Dan Hodges highlights what he sees as the Labour Party's difficulty in explaining its attitude towards the 'squeezed middle' - is Labour in favour of protecting the 'middle classes' or does it believe that those on middle incomes should pay more?

And how do you 'factor in' the reality of mortgage owners in the UK (many of them middle class of course) whose housing costs have fallen significantly since 2008 as a result of artificially low interest rates?

Harriet Harman has made the first major gaffe of the next election

By Dan Hodges - The Telegraph

Photo: GETTY IMAGES

We may be 10 months out, but Harriet Harman has just made the first gaffe of the 2015 general election campaign. And it’s a major one.

During an interview on LBC yesterday she volunteered the following statement:

You don’t want to have to pay to go private to get really good healthcare system. And I think that is not just for working-class people, it’s for middle-class people as well. And the same with education, you know, a really good school system that helps people from lower income families and middle income families as well. So I think that actually the idea that there are some things that help people on low incomes and other that help people on middle incomes. Yes I think people on middle incomes should contribute more through their taxes. But actually they need those public services like the transport system.

Because the reshuffle was in full swing, nobody really paid much attention to it. But some sharp press officers at Tory HQ heard it. And the phrase “I think people on middle incomes should contribute more through their taxes” got their ears burning.

When something like this drops on your lap the immediate reaction is to start hitting the phones and trying to get journalists to chase it. But those evil – and clever – Tories did a smart thing. They held it tight, trusted it would be overshadowed by the demotion of Michael Gove, and handed it David Cameron.

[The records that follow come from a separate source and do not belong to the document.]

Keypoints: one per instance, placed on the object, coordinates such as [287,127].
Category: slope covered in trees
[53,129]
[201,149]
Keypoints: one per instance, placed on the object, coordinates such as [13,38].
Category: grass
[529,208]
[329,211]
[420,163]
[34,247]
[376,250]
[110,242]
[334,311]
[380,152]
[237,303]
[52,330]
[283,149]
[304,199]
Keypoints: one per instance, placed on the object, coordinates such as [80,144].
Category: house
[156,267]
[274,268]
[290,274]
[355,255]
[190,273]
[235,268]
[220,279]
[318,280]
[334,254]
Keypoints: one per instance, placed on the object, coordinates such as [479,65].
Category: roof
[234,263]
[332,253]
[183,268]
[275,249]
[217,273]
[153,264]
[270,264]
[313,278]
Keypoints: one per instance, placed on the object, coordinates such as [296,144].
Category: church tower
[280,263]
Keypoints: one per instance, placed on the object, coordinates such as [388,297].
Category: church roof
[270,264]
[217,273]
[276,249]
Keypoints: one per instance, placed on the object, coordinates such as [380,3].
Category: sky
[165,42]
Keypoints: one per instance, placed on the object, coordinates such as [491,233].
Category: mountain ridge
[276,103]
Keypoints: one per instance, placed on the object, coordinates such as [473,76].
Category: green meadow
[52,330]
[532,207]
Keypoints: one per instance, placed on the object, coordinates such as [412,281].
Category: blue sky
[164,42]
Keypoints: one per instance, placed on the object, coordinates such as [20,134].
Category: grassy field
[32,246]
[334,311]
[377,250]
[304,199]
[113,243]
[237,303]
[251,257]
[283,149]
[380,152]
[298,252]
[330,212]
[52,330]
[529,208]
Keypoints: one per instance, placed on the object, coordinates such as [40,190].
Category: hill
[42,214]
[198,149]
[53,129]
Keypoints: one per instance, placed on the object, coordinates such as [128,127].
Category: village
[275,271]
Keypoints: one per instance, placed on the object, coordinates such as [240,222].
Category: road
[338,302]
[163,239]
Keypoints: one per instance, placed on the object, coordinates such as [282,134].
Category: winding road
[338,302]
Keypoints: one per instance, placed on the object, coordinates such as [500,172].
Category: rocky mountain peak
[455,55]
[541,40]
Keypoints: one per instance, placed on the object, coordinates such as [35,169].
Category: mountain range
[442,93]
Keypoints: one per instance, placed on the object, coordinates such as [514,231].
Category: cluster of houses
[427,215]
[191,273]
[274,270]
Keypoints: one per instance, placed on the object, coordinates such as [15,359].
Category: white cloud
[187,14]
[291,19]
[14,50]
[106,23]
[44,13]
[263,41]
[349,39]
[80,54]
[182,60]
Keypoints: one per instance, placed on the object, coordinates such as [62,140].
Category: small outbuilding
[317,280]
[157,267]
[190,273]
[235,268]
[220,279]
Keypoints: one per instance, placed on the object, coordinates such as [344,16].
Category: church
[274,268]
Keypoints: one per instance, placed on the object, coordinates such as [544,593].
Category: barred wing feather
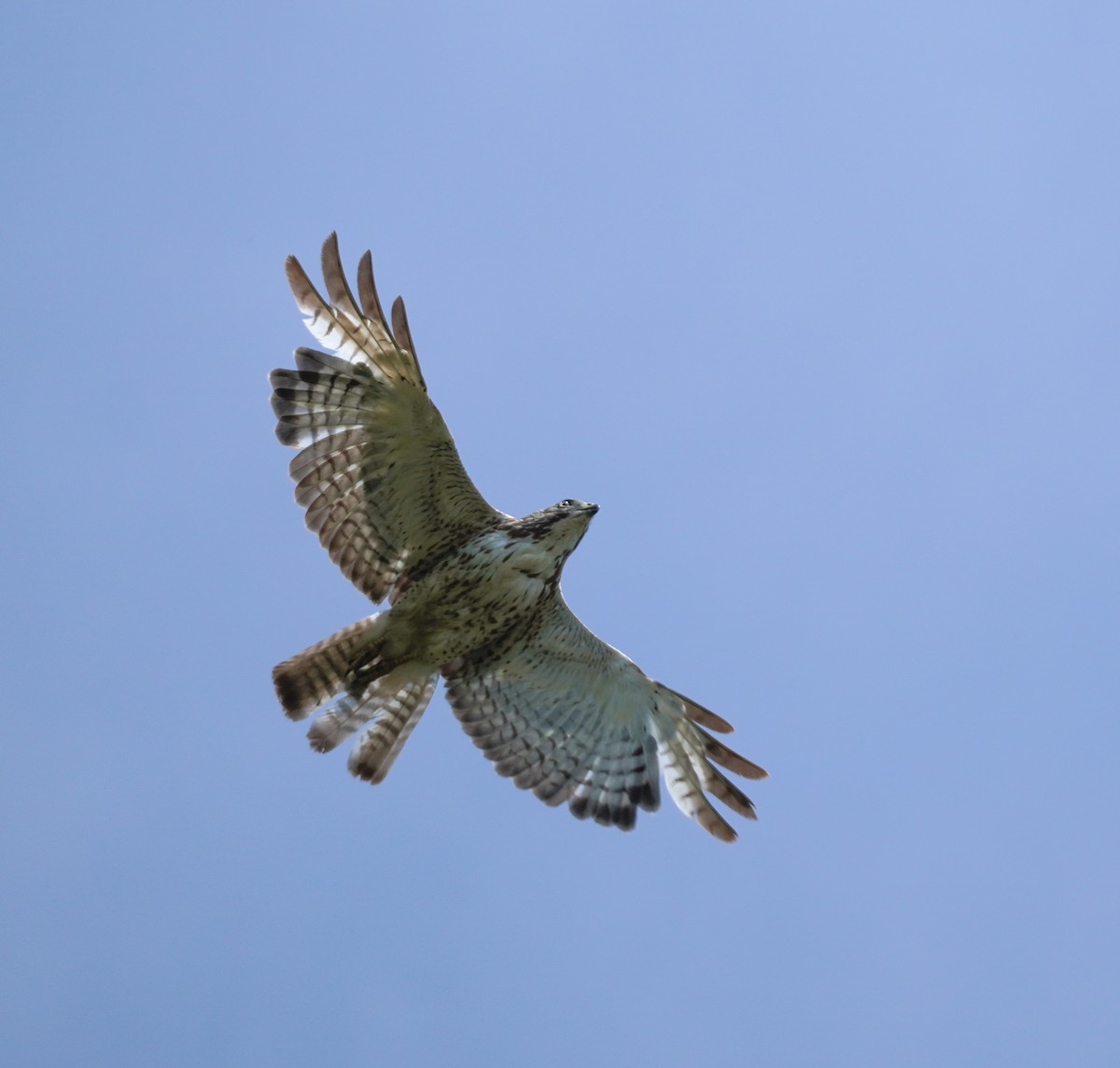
[378,474]
[571,719]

And at PMQs he’s just ambushed Ed Miliband with it, to devastating effect. It wasn’t just the quote itself which got the Tory benches roaring. It was the reaction on the Labour side.

Ed Miliband and Ed Balls clearly had no idea Harriet Harman had even made the comment. So Miliband’s initial response was to scoff at Cameron. Until he heard his deputy leader shouting out “It’s true!”, at which point he turned and stared at her as if she’d taken leave of her senses. Which, in a political sense, she had.

Miliband tried to brush it off with his “I ask the questions” line, but he’d just had the House of Commons chamber rug pulled clean out from under him. As he got up and ploughed vainly on, Ed Balls could be seen leaning across to his colleague and asking her, in effect, “what’s Cameron going on about?” In response, she seemed to try and laugh the whole thing off.

Well, Labour isn’t going to be able to laugh the whole thing off. The Tories are going to go for the jugular on this. They’ve been planning to run a “Labour middle-class tax bombshell” line for some time. But never in their wildest dreams did they think Harriet Harman would be running it for them.

Tory sources are already pointing out the discrepancy between Harman’s line on higher taxes for the middle classes, and her leader's attempt to pose as the champion of the squeezed middle. “They’re now saying two utterly contradictory things”, said one. “That the recession has been tough for middle-income people, but despite that they want to whack middle-income people with more taxes. It doesn’t even make basic sense.”

Over the past few months Harriet Harman has been complaining to Ed Miliband that she wasn’t being given a high enough profile in the forthcoming election campaign. The Tories are about to ensure that she has one.